Project (2012-2014)

The Use of Perspective in the Art of Piero Della Francesca

The use of perspective in the visual arts—that is, the application of optical knowledge to convey a sense of depth in flat pictures or of increased depth in low relief sculpture, seems to resemble other craft practices. Perspective becomes a pragmatic matter, secondary to the main purpose of the work of art, providing a subset of the tools available for pursuing the greater, more significant purpose of producing a painting or sculpture that conveys an appropriate message with appropriate force and in an appropriately impressive manner. The emphasis some historians—of art and of science—have given to the introduction of new mathematical construction techniques tends to obscure this craft element, craft being characterized by continuity whereas historians of, say, the art of the fifteenth century tend to be interested in evidence of change.

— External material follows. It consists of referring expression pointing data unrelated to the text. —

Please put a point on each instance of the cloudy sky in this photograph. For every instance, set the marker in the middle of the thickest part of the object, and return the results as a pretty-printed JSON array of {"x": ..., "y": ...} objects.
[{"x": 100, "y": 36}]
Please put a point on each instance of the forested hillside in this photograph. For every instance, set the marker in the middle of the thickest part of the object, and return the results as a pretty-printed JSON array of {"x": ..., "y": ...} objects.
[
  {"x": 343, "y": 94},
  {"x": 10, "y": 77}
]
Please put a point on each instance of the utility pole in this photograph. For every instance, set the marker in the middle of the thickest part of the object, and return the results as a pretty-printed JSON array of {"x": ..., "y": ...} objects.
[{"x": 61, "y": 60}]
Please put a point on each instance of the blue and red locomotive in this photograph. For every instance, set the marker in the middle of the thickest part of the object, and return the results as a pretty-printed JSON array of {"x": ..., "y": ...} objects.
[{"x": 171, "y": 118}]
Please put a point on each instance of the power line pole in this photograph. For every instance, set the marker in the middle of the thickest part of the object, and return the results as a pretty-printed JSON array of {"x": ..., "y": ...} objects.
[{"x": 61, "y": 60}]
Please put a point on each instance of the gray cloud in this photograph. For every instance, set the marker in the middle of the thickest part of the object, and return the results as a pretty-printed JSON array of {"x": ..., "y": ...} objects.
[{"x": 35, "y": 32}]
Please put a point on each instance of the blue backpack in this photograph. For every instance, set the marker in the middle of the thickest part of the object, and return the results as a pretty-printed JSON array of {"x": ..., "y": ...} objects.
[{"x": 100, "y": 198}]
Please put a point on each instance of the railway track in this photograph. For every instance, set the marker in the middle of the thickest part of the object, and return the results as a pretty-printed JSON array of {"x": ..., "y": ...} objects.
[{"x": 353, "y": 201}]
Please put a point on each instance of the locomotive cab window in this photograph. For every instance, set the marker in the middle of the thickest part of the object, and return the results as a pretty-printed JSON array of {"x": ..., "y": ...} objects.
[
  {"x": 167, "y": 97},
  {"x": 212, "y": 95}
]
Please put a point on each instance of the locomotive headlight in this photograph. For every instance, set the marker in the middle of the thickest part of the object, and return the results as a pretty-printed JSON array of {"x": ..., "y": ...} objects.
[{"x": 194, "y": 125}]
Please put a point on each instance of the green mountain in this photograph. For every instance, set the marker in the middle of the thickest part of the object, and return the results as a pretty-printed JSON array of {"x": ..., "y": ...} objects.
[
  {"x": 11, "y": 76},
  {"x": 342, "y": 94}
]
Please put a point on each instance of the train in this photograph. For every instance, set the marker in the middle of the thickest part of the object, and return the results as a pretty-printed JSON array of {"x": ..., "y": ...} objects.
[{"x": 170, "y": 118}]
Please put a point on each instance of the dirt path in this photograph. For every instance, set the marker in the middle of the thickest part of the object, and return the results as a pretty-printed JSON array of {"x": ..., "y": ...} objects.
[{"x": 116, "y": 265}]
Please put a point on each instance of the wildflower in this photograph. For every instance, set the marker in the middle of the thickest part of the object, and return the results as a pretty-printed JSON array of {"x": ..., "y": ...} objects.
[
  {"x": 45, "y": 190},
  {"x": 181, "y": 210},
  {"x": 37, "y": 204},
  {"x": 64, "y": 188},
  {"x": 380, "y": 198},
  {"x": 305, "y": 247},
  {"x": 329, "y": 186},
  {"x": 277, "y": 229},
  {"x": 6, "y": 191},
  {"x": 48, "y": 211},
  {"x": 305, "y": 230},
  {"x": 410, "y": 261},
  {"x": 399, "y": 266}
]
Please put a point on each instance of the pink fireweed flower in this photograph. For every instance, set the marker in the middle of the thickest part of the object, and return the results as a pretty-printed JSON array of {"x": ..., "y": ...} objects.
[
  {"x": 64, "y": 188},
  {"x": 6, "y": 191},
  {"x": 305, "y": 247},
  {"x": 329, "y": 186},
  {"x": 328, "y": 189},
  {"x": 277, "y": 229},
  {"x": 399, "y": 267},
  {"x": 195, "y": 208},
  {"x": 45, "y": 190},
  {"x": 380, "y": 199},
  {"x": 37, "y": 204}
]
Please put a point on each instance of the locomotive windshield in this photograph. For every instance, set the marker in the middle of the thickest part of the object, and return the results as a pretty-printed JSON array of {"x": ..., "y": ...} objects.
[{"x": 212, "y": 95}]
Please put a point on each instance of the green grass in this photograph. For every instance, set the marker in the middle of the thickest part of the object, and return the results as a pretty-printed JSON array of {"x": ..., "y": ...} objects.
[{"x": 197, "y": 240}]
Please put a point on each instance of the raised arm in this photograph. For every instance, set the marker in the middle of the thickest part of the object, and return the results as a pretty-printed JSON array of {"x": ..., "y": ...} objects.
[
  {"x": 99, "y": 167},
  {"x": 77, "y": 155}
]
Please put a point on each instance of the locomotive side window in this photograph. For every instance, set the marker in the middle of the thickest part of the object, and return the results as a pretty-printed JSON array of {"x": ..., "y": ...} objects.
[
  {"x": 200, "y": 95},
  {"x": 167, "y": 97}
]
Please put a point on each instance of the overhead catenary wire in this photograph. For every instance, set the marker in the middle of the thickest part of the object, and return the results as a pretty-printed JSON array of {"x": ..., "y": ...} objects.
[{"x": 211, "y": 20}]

Accordingly, it is of interest that the same largely non-mathematical methods of constructing and organizing pictures and their sense of the third dimension that we find in the works of almost all Renaissance painters are also to be found in the work of one painter who we know could, and on occasion did, get the mathematical construction right, namely Piero della Francesca. Piero's treatise on perspective construction, De prospectiva pingendi (undated, but probably completed after 1460), was the model for all subsequent treatises on the subject addressed to painters, and the source of almost all these treatises’ worked examples, examples which themselves account for the bulk of their content. This Working Group paper examined Piero's pictorial choices and the nature of his compromises with the rules that his own treatise had laid down with perfect mathematical rigor. Even in the work of a highly competent mathematician, we do not see the introduction of a mathematization of space—indeed the notion of "space" as an entity in itself is anachronistic—but rather the use of a series of compromises in which art disguises art. Piero the mathematician knew the importance of rigour, Piero the painter gave precedence to the art of painting.